Film Review – Still Alice
Still Alice
Alzheimer’s movies have become Oscar bait and for the worst possible reasons. This is a disease that is one of the most easy emotional pulls for people, not just that so many of us have known someone with this disease but it also brings out a great fear in us of forgetting what makes us, us. Thematically this can become problematic as many times these films depend on this horror to be enough to hook you while doing little else. Still Alice not one of these films. This takes Alzheimer’s and gives it a face and shows the slow but sad progression of this disease and is embodied by the transcending performance of Julianne Moore.
Alice (Julianne Moore) is a successful woman on so many fronts when we first see her. She is a celebrated linguistic professor at Columbia, she is happily married to her equally successful husband John Howland (Alec Baldwin) and is close with her children. Her two oldest, Anna (Kate Bosworth) and Tom (Hunter Parrish) are both doing well. Only the youngest Lydia (Kristen Stewart), who is trying to be an actress, has any real friction with her mother, but it is more out of Alice worrying she will not have stability in her life and not downright disapproval.
Later on Alice starts to notice she is forgetting words at odd moments and she gets lost jogging (which is shot by making everything around her blurry which makes for an effect I am still not certain works but it was an interesting idea). She becomes worried and seeks to find out what is happening and discovers that she is suffering from early onset Alzheimer’s and as we jump in time the way she carries herself changes and we see how much she is losing at each step in time.
One of the hardest scenes to watch is a message she has left for herself on the computer for when she has gotten beyond any hope. It ironically wasn’t in the message she left herself but was in how she looked. Her computer face was so professionally sure of herself and where she is at now so confused and innocent in many ways she looks at herself like a child listening to an adult she knows she should listen too.
This is an emotional gut punch and I felt like I wanted to cry throughout the whole film (even though I didn’t). There were some odd choices in terms of cuts between scenes were the sense of how much time has passed was disorientating and yet, I would think on it and find a way for it to work. When she loses time we lose it with her and it makes for a stronger sense of the confusion she herself is going through. What makes so much of her progression with this disease effective is that there is no “big” moment, she doesn’t get lost in the city, there is no disaster where she almost burns down the house, it is just moments that she is disoriented, or repeats a question several times. The momentum builds slowly even knowing where this is going and yet you do not know how it will all connect for them in the end.
Julianne Moore is this film in every sense. Many have said this is her playing a role to get her an Oscar because she is overdue. I categorically deny this, even if she did do it to win an Oscar I do not care because she is doing some of her best work in this film and she deserves all the accolades. I already cannot imagine anyone else in this role. Moore portrays this strong independent woman in such a fascinating way, seeing her outbursts of fear, the blunt moments of pragmatism, and just watching her face and mannerisms as she slowly shows the progression of this disease and how you become not yourself.

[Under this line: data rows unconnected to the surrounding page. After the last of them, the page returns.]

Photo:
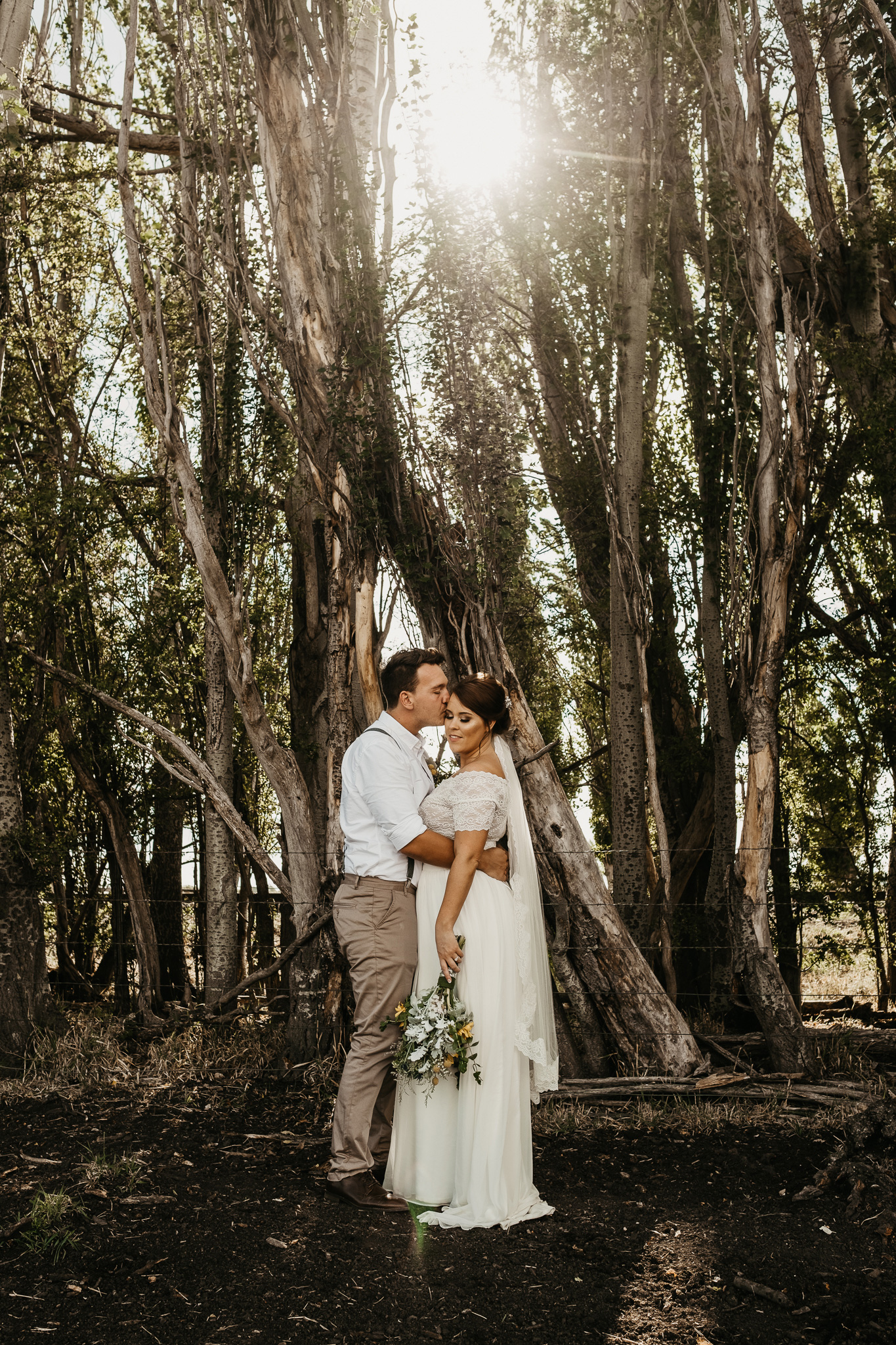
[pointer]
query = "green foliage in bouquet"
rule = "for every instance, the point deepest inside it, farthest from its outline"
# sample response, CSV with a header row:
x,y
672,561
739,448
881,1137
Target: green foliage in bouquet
x,y
437,1038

I would be remiss if I didn’t mention there was one scene that didn’t entirely work for me, which is when Alice speaks at the Alzheimer’s Association. Her reasons for speaking do make sense thematically and the conversation she has with Lydia beforehand was telling for where these two are when it comes to expressing what the disease is for them both. Yet when so much of what she is going through came through in more natural moments throughout the film, this was just a little too much on the nose when so much else about her experience was more gracefully done. Luckily it is short and we move on quickly and she does say some interesting things I just wish it had been said in a better context.
With Moore at the center the supporting cast doesn’t get a chance to do much. Baldwin is supportive but his character is distant and doesn’t know how to deal so doesn’t get a chance to shine.
Kate Bosworth as the eldest daughter is also very cliched as the uppity golden girl, yet she is not entirely to blame, in part because of who does get more focus which is Kristen Stewart. Who is the artistic rebel striking her own path and even her own cliché but manages to move beyond that by being the person who really talks with her mom and trying to understand her, this is done by small conversations (many on Skype) avoiding it becoming this huge emotional moment.
This is usually the kind of movie I have trouble taking seriously because they usually seem to be shooting for emotional manipulation and avoiding any real in-depth look. This film did not do this and I will even admit that it got to me as I wrote the review and I found myself getting sad and thinking about what it would be like to revisit this movie and thinking how much else I could get out of it. Directors Richard Glatzer and Wash Westmoreland did great work but so much of this is Julianne Moore in this part. She was the female lead role I have been dying to see all of last year, something that was so amazing I cannot imagine seeing anything better.